In the 1960’s Syukuro Manabe pioneered the development of physical climate models, and demonstrated the relationship between atmospheric carbon dioxide and increased surface temperatures, laying the ground work for hundreds of climate modellers around the world. He was awarded the Milutin Milanković medal in 1998 specifically for his development of numerical models that coupled ocean and atmospheric models, to better predict global climate change.
“In 1998, Syukuro Manabe was awarded the Milutin Milanković medal, established by the Climate: Past, Present and Future Division, for his studies of climate change and development of prediction techniques using numerical models. It is amazing to see this research receiving such important recognition.” said Division President Irka Hajdas.

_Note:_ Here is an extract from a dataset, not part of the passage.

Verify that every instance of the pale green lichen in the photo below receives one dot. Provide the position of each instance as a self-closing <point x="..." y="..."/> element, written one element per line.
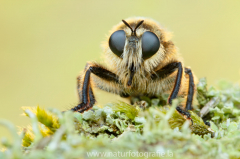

Klaus Hasselmann working on a similar problem in the 1970s was also constructing numerical models at the interface of multiple Earth systems. By creating statistical models to simplify complex dynamic systems, Hasselmann discovered ways to identify anthropogenic signals in atmospheric models, separating them from background signals and those created by natural phenomena. In 2002 he was awarded the Vilhelm Bjerknes medal specifically for his work in ocean-atmosphere modelling, predicting ocean waves and detecting these subtle signs of anthropogenic climate change.
“Process-based climate models provide us with the tools to understand changes in the climate system that have occurred from human activities, and allow us to anticipate what will happen, depending on our future course of action. This seminal feat of science is based on the sound foundation set by the pioneering work of Manabe and Hasselmann. This knowledge and predictive power, once thought possible only in science fiction, comes with the tremendous responsibility of action to avoid the most dire of possible futures.” said Atmospheric Sciences Division President Athanasios Nenes.
Representing the European Geosciences Union as a whole, EGU President Helen Glaves extends her best wishes, “On behalf of EGU I would like to add my congratulations to the new Nobel laureates for Physics. We are delighted to see previous EGU medallists receiving such a significant recognition of their contribution to climate research.”